Any wizard feels like helping me out ?

Hi @d0nd we’re going to need the info listed in the checklist, as well as some logs from the browser.

Thanks a lot, I didn’t realize I published the post.
I just fixed that up :slight_smile:

It could come from two things:

  • Maybe some time issues (like keys are created in the future for some time setting reason): you can double check that the time is accurate on both server and clients.
  • Client specific issue, which browser / OS are they using? Is it different from you? Are they running other plugins on the side?

Time was off by two hours on the server but I fixed it and tried again, with no luck.
Certificate is a week old and server and clients are on the same date and time.

Regarding the clients, I’ve tried on two different W10 1909 PCs with both latest Chrome and Firefox browsers.

Do you know of any detailed logs that could show what exactly is going on during the key generation step ?

Do you know of any detailed logs that could show what exactly is going on during the key generation step ?

Yes you can check for errors in the browser console (specific to extension, not the regular one):

I can’t see anything special besides warnings linked to password check.
Do you mean the key generation for clients is computed client side ?
I thought it’d be server side.

Do you mean the key generation for clients is computed client side ?

Yes, passbolt does end to end encryption so the private/public key is generated (or imported) client side using OpenPGP.js and then the public key sent to the server that then validates it, save it in DB and import it the Gnupg keyring of the server.

There should be an error in the “background page” (index.html) or setup page (in setup.html), if the key generation fails in the client.

Can you confirm that the user chooses a passphrase, then click next and see an error. Or do they get to choose a color / letter combo and then it fails on the last step. It’s quite important to understand which step precisely is failing (client or server side).
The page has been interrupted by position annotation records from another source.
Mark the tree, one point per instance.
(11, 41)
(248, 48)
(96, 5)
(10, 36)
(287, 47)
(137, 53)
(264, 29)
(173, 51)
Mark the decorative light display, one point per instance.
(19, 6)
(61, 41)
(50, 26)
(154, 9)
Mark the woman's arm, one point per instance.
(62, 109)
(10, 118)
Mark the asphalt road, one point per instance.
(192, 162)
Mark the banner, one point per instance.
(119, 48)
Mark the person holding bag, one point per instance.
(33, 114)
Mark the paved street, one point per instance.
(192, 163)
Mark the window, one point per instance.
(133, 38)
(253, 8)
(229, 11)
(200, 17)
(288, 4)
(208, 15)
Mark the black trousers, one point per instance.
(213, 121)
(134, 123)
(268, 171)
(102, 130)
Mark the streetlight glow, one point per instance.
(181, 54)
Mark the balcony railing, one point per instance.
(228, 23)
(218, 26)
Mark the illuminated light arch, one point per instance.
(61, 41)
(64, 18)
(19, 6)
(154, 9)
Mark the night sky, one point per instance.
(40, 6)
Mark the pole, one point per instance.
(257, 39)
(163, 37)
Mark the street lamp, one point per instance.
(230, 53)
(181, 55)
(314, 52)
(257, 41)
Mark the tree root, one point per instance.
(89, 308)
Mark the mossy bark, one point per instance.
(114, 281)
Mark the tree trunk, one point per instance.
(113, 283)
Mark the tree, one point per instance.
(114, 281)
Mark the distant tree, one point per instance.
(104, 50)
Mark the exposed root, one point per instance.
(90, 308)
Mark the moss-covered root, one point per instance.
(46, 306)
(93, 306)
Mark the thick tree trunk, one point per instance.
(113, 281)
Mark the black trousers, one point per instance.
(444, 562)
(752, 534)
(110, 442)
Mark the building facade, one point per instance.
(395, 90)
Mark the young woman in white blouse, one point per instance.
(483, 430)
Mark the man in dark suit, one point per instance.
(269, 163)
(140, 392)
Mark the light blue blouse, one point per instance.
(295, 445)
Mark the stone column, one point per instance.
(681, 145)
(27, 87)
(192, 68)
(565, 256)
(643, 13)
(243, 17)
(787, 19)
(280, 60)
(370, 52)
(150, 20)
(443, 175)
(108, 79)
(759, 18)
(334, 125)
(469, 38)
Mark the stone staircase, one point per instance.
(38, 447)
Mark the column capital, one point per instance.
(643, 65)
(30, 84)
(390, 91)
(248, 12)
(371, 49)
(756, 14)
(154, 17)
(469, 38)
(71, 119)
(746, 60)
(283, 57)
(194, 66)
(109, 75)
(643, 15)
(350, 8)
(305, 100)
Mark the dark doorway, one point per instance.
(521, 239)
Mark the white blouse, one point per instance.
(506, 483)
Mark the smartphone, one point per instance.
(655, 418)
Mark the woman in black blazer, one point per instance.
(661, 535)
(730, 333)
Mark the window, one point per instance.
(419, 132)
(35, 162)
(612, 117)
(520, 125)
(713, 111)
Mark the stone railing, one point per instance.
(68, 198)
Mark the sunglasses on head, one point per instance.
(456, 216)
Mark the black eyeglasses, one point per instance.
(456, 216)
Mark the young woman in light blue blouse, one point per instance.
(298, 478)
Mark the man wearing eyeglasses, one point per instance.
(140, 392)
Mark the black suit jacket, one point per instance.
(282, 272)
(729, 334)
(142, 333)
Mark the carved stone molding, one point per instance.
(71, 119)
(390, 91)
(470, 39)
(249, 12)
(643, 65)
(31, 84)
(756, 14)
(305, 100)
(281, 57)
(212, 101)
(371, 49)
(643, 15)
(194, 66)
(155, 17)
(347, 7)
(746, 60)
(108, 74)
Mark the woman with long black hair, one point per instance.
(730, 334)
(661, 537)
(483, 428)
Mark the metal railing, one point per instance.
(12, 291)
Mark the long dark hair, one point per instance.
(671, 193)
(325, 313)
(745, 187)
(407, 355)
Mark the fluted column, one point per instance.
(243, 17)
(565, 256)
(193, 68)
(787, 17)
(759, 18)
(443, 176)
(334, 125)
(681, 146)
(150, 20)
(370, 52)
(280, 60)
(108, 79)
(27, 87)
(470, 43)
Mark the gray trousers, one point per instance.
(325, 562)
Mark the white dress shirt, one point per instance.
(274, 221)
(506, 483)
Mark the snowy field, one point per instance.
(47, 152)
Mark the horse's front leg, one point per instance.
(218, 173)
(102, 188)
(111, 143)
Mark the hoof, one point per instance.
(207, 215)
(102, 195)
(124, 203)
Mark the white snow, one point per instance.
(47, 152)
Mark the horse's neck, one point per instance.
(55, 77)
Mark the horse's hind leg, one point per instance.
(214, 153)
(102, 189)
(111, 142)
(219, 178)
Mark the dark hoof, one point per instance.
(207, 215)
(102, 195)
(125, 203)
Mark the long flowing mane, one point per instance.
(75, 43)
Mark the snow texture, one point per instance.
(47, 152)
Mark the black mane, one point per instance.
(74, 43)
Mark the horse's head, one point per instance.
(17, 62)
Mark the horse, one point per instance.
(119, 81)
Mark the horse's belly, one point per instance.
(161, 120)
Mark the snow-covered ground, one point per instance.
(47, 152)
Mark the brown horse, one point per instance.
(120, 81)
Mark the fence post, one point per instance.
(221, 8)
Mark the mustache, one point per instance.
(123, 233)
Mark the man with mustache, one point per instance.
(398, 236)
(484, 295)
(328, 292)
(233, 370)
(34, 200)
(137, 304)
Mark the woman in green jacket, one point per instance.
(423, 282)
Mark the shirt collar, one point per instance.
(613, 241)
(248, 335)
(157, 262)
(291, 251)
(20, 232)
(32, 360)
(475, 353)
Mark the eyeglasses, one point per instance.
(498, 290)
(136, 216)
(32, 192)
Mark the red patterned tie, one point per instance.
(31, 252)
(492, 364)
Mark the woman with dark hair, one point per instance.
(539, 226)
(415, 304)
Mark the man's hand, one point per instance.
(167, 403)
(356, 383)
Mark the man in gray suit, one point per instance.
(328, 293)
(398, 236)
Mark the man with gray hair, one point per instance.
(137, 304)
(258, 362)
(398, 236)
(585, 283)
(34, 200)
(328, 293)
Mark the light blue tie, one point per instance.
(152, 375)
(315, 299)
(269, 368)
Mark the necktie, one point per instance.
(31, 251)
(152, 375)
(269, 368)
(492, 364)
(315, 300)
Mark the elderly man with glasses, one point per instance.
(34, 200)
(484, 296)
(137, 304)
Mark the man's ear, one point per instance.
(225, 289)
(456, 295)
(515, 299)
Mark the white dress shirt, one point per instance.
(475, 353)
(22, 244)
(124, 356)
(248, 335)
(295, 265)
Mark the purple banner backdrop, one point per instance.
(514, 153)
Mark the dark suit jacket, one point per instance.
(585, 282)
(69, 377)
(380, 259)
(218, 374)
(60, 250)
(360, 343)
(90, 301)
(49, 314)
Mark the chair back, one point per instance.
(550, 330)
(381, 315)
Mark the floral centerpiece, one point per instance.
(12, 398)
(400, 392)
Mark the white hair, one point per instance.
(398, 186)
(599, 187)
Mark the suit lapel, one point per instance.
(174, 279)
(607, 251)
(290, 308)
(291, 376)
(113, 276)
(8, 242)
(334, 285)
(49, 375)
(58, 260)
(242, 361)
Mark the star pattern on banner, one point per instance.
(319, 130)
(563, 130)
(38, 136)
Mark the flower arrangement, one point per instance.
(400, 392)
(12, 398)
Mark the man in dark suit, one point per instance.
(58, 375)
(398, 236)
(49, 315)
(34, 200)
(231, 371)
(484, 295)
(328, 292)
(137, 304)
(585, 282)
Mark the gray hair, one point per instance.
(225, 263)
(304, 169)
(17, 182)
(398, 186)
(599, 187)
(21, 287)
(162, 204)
I get no error (besides password check) + it doesnt seem to interact with the server in the network tab. Error comes the second after the passphrase is entered, before the salt thing.
You can see it in action here : https://www.loom.com/share/b34d7cd83ce4482980ef022e132ec2a9

Thanks for this, so yes it’s the key generation that fails. Is there anything specific with this user email or user name, like accents, or something like this?

I am waiting for feedback from my users but from my own tests, I think you’ve nailed it : users did have old school emoticons instead of their lastnames cause we’re a small team, don’t like those, don’t use those. I’ll let you know as soon they send me updates.

Much tanks Remy, everything is working perfectly now.
I can confirm the issue was the use of special characters in the lastname field of the users.

The dev team should update the browser extensions to either :
a) warn against the use of special characters in this field
b) - better - prevent the use of special characters in this field
c) - even better - work something out so that special characters can be used in this field.

Anyway everything is working fine now thanks to your help, so much, much thanks !

This topic was automatically closed 5 days after the last reply. New replies are no longer allowed.